Dead standing timber is being burned away on other parts of the refuge to enable staff to physically enter the areas to control noxious weeds. In addition to providing safer conditions, fuels reduction results in open areas for sandhill cranes, waterfowl and shorebirds and creates better hunting access. Fire also stunts sprouting cottonwood and willow trees, creating better habitat for the nesting.
The timing of prescribed fires on this refuge is one of the keys to successfully reducing risk, while restoring open, native habitat: Late spring burns promote native warm season grasses by getting rid of the non-native grasses that grow primarily in the cool season.
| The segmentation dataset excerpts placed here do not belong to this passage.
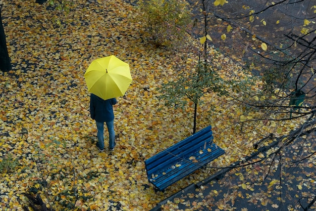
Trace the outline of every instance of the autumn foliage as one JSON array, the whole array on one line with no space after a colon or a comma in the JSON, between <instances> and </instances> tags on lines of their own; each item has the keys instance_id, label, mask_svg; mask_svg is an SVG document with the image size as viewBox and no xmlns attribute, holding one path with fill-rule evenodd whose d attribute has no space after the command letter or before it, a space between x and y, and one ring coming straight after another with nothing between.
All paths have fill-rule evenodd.
<instances>
[{"instance_id":1,"label":"autumn foliage","mask_svg":"<svg viewBox=\"0 0 316 211\"><path fill-rule=\"evenodd\" d=\"M139 11L126 1L73 2L61 17L48 2L0 1L12 64L11 71L0 73L0 166L8 166L0 174L0 209L22 210L29 204L24 193L31 193L56 210L149 210L216 168L255 152L256 141L272 132L282 137L306 120L287 119L287 114L280 113L285 119L277 121L266 118L264 110L241 105L250 99L264 101L262 81L212 48L208 54L217 75L248 81L243 85L251 92L225 84L229 96L210 92L201 97L197 130L212 125L214 142L226 154L164 192L156 191L143 161L192 134L194 109L190 103L177 109L166 106L159 88L178 79L175 67L198 64L196 55L157 48L142 33L142 23L132 21ZM188 36L186 41L201 48L199 38ZM94 59L112 54L129 63L133 81L114 108L115 151L100 153L83 75ZM181 74L188 76L187 67ZM287 94L282 90L274 93ZM313 157L308 158L311 164ZM314 190L313 180L305 182ZM247 185L240 187L251 188Z\"/></svg>"}]
</instances>

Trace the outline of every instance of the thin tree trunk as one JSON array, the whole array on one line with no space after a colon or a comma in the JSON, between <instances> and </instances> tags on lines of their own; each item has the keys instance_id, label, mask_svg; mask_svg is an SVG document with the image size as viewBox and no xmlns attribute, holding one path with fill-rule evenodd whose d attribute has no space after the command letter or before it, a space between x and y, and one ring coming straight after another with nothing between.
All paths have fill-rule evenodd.
<instances>
[{"instance_id":1,"label":"thin tree trunk","mask_svg":"<svg viewBox=\"0 0 316 211\"><path fill-rule=\"evenodd\" d=\"M2 24L0 7L0 70L7 72L11 69L11 63L8 53L5 30Z\"/></svg>"},{"instance_id":2,"label":"thin tree trunk","mask_svg":"<svg viewBox=\"0 0 316 211\"><path fill-rule=\"evenodd\" d=\"M197 112L197 103L194 103L194 120L193 121L193 134L196 131L196 113Z\"/></svg>"}]
</instances>

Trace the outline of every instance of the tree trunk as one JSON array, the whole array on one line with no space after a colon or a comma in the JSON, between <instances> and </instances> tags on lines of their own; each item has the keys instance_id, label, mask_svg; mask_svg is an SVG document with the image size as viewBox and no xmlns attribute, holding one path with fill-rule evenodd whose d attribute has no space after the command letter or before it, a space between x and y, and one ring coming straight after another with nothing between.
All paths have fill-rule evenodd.
<instances>
[{"instance_id":1,"label":"tree trunk","mask_svg":"<svg viewBox=\"0 0 316 211\"><path fill-rule=\"evenodd\" d=\"M2 24L1 8L0 7L0 70L7 72L11 69L10 58L9 57L5 30Z\"/></svg>"},{"instance_id":2,"label":"tree trunk","mask_svg":"<svg viewBox=\"0 0 316 211\"><path fill-rule=\"evenodd\" d=\"M196 132L196 113L197 112L197 103L194 103L194 120L193 121L193 134Z\"/></svg>"}]
</instances>

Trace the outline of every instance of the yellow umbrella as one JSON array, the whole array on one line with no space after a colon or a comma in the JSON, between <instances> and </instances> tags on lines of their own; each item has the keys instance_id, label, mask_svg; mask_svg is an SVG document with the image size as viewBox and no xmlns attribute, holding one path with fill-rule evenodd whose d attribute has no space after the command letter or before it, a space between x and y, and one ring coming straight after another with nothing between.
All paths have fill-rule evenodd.
<instances>
[{"instance_id":1,"label":"yellow umbrella","mask_svg":"<svg viewBox=\"0 0 316 211\"><path fill-rule=\"evenodd\" d=\"M114 55L93 60L84 78L89 92L103 100L123 96L133 80L128 64Z\"/></svg>"}]
</instances>

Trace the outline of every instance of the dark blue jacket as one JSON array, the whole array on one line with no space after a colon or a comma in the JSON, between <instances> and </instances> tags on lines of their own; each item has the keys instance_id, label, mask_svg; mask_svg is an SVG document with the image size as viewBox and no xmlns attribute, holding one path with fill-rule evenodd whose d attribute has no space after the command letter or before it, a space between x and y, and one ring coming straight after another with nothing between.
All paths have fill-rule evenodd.
<instances>
[{"instance_id":1,"label":"dark blue jacket","mask_svg":"<svg viewBox=\"0 0 316 211\"><path fill-rule=\"evenodd\" d=\"M113 105L116 103L115 98L104 100L91 94L90 96L91 117L100 122L113 121L114 119Z\"/></svg>"}]
</instances>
Another success factor is the support the refuge receives from neighboring Quivira NWR, since Kirwin has no fire staff of its own. The Rainwater Basin Wetland Management District in Nebraska also provides essential help, as do the firefighters of two local volunteer fire departments who are the first responders when wildfire strikes the refuge.
While protecting human life and property is the top priority of the refuge's fire program, the U.S. Fish and Wildlife Service is also entrusted by the Congress to protect wildlife communities. Birds such as the greater prairie chicken and dickcissel, among dozens of others, depend on the characteristics of prairies to live and breed successfully. These two species are among dozens of grassland birds across the country that have the dubious distinction of being one of the fastest declining groups of birds in North America, so fire managers at Kirwin carefully protect nearby communities, while strategically improving habitat for its fragile feathered residents.